Open wu-sheng opened 3 years ago
This is really a good idea. Let me read the documents you provided first. We will open-source Java and Golang SDK for application chaos in the future. I think ChaosBlade can integrate SkyWalking well.
Once, this hasn't haven to an application-level event. We have VM and pod monitoring from k8s and service mesh perspective
So, there are going to be various ways to integrate. We don't have to wait for the chaos SDK.
@wu-sheng I have discussed with @xcaspar today about details in exposing chaosblade, especially JVM tracing expose to SkyWalking in the first stage.

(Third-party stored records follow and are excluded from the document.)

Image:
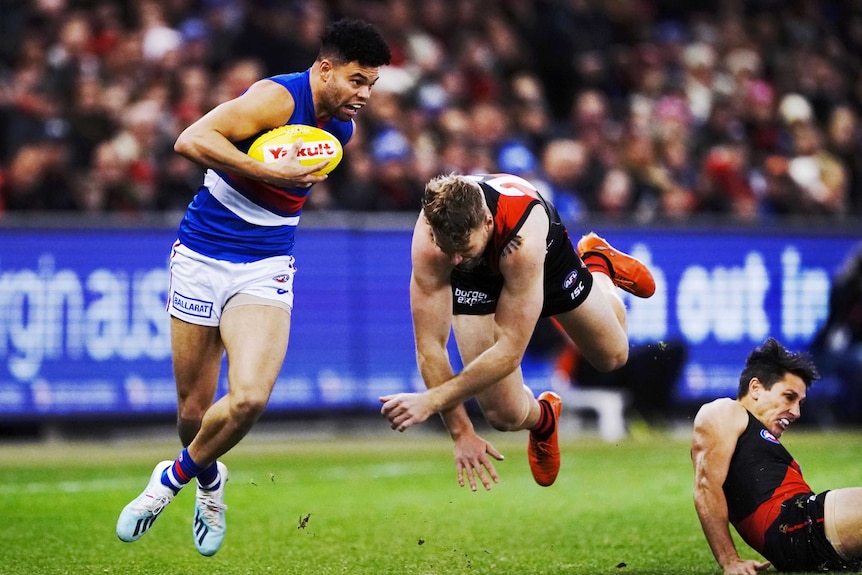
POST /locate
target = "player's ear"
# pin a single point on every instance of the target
(754, 388)
(324, 68)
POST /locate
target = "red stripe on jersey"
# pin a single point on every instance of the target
(753, 528)
(273, 198)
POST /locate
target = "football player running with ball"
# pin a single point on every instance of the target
(232, 266)
(490, 256)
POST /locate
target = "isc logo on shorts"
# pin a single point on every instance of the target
(191, 306)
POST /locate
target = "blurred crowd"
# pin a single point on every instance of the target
(651, 110)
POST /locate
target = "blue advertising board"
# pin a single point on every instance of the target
(83, 327)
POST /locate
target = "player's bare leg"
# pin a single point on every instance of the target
(843, 521)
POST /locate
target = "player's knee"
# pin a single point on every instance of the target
(247, 407)
(611, 360)
(503, 420)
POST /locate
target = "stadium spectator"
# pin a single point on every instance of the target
(745, 477)
(628, 69)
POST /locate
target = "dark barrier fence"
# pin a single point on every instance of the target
(83, 327)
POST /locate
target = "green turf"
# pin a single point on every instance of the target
(382, 504)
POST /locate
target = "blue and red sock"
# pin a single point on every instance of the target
(184, 469)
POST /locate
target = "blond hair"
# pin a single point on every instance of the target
(453, 207)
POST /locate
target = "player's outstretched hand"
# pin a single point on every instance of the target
(745, 567)
(471, 461)
(405, 409)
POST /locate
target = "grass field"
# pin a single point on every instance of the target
(379, 504)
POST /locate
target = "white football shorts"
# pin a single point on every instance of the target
(202, 287)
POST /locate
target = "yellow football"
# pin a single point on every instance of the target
(317, 145)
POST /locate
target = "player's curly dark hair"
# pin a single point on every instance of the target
(351, 40)
(453, 207)
(771, 361)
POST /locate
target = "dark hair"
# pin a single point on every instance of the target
(348, 40)
(771, 362)
(453, 208)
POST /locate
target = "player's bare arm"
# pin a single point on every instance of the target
(717, 428)
(431, 308)
(265, 105)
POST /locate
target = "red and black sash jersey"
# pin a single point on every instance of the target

Externally, the communication and report will be between Skywalking and chaosblade-box instead of chaosblade directly. There are two main advantages of using chaosblade-box: 1. No invade to chaosblade itself. 2. Great compatibility, the exposing is not limited to K8S or even chaosblade. The expose of chaosmesh to Skywalking can also be supported if chaosblade-box supports chaosmesh in the future. The protocol used will be gRPC. I assume you are also mainly concentrating on the runtime tracing report, thus, I will try to implement the JVM tracing expose to SkyWalking and ignore the experiment about CPU and network.
Internally, the endpoint
parameter between chaosblade, chaosblade-box, chaosblade-operator, and chaosblade-exec-jvm will be reused and used to report JVM tracing and event internally.
Last, the support of tracing inspection in chaosblade-jvm-exec will be implemented. I believe there are already some great examples for it, do you have any ideas? I would appreciate it!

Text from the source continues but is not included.